Women from the neighborhood descended to console the cancer stricken Zoon. They spoke about ghouls that lived beneath the elm trees and came out only at night. Sara, the toothless grandmother of Asad, narrated the tale of her mother who had been to the brook to fetch water at night, many many winters ago, when the rivulet used to be knee-deep (it was ankle-deep now). Sara’s mother had seen twelve elves (six light and six dark) crossing the brook. They wore green-scarves and made strange guttural noises. The old lady swore by the Book that the elves had hooves for feet and pointy ears and long noses. The light ones looked at her and smiled from a distance. The dark elves marched ahead. Sara’s mother didn’t ever go to the stream again.

The night sky twinkled with a flock of pin-point stars. Moon shone brightly. The men carried lanterns in their hands. Asad brought two lanterns from his shop. They looked in the meadow. They explored the old, abandoned Hindu Shiva temple in the outskirts of the village. A spring gushed from the place where the deity presided. The water flowed in the little canal of Gilas-gam. The group went to the same spots that Gulzar had reconnoitered earlier. They probed the brook. The cherry garden was scouted again. The robins had returned only to be alarmed by the sudden nocturnal human movement. The men with lanterns at night looked like adult fireflies in the bush, going in circles, looking for their eggs.
—Aliya, Aliya, Nelam, Nelam

Gulzar kept calling Nelam’s phone in the sunken hope of being answered. Suddenly someone noticed a form in Mam koul’s cucumber farm, some distance away from Nabir Kak’s plot. From a distance they could see an outline, like someone standing guard, face turned to the other side.
—Aliya, Aliya, Nelam, Nelam, the villagers hollered as they went closer.
The figure didn’t move. The villagers crept closer, holding hands tightly. Ghulam Ahmad whispered a small six-line mini-chapter from Quran. Soon they were facing the scarecrow. It was made of golden straw and wore an old torn polka-dotted Pheran.
Nabir Kak began to sob. Asad put his arm around Gulzar’s shoulder.
Khudaya ha kar khaer [God will be kind]

The whole village was rummaged. The girls seemed to have evaporated in the mid-summer air. The search had been going on for more than four hours.
—Strange, very strange, Mam koul said.
—What shall we do now? Asad asked.
—Do you see someone coming this side, an exhausted Nazir master said, his gaze fixed to left.
—Don’t panic, Gul Sarpanch reassured the men.

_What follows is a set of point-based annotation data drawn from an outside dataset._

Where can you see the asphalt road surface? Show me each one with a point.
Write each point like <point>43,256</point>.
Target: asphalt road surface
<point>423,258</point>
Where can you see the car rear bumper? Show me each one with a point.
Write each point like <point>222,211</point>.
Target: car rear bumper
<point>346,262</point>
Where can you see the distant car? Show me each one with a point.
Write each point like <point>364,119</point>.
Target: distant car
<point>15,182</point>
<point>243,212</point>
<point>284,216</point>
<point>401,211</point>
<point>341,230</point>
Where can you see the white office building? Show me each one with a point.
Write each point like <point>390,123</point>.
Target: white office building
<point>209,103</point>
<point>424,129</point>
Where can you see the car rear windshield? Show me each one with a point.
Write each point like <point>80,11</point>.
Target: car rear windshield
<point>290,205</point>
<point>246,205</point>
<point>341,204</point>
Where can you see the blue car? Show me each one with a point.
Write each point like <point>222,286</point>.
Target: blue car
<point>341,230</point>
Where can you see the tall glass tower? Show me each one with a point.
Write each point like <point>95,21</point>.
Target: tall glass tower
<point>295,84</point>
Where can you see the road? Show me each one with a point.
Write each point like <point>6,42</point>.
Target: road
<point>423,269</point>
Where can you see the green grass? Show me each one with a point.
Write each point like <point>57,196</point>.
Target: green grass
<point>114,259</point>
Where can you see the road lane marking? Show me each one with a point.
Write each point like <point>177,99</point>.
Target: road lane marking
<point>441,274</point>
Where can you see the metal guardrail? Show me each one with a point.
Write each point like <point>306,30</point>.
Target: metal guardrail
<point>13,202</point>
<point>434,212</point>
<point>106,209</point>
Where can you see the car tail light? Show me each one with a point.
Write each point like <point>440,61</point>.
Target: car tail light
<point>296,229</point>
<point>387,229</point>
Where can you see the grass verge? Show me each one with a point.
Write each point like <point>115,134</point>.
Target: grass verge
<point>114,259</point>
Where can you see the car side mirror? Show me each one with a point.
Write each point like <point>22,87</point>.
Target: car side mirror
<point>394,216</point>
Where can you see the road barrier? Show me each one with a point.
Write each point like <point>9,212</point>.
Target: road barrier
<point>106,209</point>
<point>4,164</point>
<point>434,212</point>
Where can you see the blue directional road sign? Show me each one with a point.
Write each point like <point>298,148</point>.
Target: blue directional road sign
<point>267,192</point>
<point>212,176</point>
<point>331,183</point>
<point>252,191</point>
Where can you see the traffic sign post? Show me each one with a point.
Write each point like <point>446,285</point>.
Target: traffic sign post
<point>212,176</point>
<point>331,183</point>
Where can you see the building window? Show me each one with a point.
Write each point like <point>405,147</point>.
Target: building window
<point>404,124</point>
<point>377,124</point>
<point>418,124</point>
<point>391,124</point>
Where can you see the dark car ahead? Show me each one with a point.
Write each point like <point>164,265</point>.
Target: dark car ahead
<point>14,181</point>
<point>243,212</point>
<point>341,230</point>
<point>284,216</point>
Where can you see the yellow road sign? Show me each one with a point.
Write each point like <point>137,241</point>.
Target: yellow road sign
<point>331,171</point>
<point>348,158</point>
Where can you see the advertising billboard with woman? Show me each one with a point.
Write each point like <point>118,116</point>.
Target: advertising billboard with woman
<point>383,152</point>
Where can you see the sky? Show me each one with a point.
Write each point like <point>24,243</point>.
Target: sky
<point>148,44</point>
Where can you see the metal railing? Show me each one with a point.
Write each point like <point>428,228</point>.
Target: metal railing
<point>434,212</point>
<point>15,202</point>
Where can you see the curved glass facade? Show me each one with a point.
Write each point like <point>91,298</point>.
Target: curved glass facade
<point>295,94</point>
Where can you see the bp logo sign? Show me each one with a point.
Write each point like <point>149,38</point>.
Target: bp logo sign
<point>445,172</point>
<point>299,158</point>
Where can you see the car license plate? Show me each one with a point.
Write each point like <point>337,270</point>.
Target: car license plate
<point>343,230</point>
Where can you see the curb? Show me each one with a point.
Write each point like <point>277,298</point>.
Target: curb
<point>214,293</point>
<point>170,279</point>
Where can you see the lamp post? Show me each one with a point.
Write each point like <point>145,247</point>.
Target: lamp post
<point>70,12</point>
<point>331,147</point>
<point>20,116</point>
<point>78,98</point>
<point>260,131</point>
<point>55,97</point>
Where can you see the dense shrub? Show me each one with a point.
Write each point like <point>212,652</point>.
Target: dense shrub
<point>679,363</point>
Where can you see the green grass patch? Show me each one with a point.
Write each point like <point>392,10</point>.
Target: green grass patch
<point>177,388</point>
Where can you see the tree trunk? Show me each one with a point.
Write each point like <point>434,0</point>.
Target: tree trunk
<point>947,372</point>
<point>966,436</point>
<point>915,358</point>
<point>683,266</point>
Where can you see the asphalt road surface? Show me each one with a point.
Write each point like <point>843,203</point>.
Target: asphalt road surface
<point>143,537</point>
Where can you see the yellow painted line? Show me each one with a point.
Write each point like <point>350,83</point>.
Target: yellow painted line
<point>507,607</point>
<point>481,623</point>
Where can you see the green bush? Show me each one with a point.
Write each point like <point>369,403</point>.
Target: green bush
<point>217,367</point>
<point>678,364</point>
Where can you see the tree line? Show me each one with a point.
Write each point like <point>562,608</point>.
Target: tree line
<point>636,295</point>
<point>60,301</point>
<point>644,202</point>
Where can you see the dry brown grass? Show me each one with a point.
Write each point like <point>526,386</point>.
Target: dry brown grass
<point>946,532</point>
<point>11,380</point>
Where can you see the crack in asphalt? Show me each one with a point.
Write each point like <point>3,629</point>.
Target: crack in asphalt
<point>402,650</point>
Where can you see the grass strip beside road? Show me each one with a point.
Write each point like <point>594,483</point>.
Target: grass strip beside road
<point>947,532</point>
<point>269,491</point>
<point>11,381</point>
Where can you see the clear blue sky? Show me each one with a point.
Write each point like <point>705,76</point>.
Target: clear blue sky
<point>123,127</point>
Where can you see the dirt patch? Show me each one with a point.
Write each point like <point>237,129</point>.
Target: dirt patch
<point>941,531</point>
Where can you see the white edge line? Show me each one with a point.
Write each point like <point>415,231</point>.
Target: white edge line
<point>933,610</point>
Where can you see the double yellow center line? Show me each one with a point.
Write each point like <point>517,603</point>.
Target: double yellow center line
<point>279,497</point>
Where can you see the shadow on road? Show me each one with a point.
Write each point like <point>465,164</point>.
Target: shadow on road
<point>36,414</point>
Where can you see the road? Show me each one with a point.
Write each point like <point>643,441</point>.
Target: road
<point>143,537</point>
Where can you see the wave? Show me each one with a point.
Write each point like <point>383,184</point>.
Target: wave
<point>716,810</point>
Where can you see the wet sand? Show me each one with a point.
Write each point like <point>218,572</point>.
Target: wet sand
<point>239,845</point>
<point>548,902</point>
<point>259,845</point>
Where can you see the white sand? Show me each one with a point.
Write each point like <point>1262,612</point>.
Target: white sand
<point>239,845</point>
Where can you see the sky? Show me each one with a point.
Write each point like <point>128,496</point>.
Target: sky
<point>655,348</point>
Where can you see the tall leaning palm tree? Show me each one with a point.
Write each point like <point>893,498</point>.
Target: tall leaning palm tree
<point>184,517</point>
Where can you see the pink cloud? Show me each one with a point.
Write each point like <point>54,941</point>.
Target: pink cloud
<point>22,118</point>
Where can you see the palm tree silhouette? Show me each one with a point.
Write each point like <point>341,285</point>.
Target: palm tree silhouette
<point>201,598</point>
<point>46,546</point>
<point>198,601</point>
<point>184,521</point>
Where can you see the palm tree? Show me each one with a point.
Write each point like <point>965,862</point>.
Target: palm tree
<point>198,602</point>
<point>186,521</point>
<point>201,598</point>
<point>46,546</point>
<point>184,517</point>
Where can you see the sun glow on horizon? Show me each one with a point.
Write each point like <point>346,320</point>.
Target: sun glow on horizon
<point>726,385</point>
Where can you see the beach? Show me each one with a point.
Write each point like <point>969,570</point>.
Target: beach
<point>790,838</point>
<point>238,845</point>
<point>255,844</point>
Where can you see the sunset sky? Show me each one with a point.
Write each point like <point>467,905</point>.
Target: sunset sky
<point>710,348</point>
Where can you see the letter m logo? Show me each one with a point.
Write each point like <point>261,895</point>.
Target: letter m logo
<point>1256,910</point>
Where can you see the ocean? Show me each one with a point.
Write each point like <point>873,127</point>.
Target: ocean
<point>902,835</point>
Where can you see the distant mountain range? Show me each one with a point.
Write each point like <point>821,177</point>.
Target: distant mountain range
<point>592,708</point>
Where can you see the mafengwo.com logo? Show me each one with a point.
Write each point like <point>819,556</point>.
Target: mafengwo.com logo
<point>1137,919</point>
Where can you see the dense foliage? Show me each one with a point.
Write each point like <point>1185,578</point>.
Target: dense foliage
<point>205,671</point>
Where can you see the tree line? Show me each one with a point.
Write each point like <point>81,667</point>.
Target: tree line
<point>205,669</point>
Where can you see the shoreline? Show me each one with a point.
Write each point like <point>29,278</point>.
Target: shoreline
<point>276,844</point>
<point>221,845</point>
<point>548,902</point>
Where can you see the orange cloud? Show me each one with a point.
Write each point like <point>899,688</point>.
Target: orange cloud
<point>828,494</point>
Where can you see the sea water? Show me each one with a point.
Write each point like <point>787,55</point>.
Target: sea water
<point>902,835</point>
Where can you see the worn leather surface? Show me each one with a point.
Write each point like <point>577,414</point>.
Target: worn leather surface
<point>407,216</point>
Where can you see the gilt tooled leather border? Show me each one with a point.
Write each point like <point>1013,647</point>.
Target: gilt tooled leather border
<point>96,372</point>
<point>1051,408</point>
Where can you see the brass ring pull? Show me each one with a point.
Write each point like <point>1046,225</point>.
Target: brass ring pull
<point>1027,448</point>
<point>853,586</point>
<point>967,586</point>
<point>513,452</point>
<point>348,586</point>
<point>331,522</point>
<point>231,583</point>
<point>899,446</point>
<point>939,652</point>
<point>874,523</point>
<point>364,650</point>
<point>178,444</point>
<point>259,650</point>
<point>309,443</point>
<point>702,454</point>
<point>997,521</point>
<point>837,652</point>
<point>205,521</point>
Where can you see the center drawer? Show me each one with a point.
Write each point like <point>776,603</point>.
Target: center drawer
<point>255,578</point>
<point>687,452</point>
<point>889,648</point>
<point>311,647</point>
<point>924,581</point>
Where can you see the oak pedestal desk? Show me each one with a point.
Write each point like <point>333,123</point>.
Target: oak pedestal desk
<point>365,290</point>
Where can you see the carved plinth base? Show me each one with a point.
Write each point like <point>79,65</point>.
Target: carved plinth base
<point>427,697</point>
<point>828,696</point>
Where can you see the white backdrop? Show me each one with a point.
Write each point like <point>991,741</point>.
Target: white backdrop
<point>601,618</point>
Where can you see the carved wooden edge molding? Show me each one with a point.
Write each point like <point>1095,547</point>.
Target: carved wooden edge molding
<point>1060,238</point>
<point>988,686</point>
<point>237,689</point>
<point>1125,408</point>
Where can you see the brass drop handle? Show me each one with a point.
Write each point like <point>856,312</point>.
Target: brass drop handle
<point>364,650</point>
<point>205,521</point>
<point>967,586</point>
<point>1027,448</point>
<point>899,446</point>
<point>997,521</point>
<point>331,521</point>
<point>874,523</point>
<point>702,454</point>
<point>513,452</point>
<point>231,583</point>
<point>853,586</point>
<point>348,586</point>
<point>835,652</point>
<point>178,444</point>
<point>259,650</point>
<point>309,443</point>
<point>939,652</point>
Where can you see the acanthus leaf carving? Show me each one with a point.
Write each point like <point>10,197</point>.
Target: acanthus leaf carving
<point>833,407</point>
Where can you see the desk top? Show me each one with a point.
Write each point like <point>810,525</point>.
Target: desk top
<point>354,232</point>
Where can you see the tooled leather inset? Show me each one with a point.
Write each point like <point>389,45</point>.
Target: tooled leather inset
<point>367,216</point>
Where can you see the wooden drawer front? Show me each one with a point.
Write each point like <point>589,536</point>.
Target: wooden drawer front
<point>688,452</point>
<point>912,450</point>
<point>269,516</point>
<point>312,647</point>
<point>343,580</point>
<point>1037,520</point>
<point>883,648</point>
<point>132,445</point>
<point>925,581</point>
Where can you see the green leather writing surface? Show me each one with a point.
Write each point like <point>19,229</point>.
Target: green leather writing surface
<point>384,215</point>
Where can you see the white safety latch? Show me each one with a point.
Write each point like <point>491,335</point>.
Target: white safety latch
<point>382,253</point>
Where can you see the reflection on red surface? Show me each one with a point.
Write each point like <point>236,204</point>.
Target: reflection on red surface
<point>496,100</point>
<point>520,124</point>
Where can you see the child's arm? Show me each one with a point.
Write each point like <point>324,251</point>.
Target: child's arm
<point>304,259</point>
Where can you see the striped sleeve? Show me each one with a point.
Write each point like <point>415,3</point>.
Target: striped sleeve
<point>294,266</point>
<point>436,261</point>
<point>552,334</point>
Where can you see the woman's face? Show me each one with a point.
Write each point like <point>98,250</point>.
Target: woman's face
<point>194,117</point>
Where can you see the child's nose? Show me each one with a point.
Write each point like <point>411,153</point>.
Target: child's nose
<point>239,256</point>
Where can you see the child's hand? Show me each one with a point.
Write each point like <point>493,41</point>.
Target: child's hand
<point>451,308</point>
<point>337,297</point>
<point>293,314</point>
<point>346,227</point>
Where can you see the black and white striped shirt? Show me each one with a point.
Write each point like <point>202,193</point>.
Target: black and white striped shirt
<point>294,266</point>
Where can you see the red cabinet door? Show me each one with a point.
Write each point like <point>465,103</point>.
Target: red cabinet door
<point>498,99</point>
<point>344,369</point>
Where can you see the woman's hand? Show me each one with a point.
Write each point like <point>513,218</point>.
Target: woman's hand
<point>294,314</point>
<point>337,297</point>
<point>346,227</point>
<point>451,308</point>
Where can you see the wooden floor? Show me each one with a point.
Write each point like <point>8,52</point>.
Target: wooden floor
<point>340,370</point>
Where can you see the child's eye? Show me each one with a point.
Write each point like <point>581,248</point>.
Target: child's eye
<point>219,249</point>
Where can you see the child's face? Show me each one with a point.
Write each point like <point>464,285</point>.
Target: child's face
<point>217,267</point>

An army patrol party bivouacking in a nearby camp approached the men. Gul Sarpanch stepped forward.
—Halt who goes there? the squad officer barked.
—Sir, we are from this village?
—What are you doing out, with these lanterns, at 1’Oclock in night?
—Sir, we are looking for two girls who have disappeared.
—Disappeared. What do you mean?
—Jinab [Sir] they are Nabir kak’s girls. They went to the fields at 5O’clock but didn’t return.
—Who is Nabir kak?
—Jinab, me, the old man came forward.
Madar-chod [Mother fucker] where have you send them?
—Jinab, I didn’t send them anywhere. They went to collect vegetables but didn’t return.
—Listen, you silly villagers, this looks like a case of run-away girls. Go home and file a proper police complaint in the morning.
—Sir, they are our daughters. We are worried.
—Go home or we shoot.

The search party returned to Nabir Kak’s home. Womenfolk were still awake, sitting with Zoon. The men sat in the bigger room. Two lanterns lit the walls. No one spoke. The women knew that the search had yielded nothing. Zoon’s head-stole was damp. She made endless little pledges with God. She would send three fat sheep (all white and horned) to Nund-Rish’s astaan [shrine] in Chrar if Aliya and Neelam were safe. She knotted the ends of her stole, multiple times, as if the knots would stop harm coming the girls’ way. As minutes moseyed past, and hope tardily gave way to despair, she decided to make a final bargain with God. Sitting by Sara, whose mother had seen those green-clad elves all those years back, Zoon asked God to swap her life for her daughter and daughter-in-law’s. How long will a cancer patient live, anyway? She kept sending incantations to heaven: Spare my children, my Lord.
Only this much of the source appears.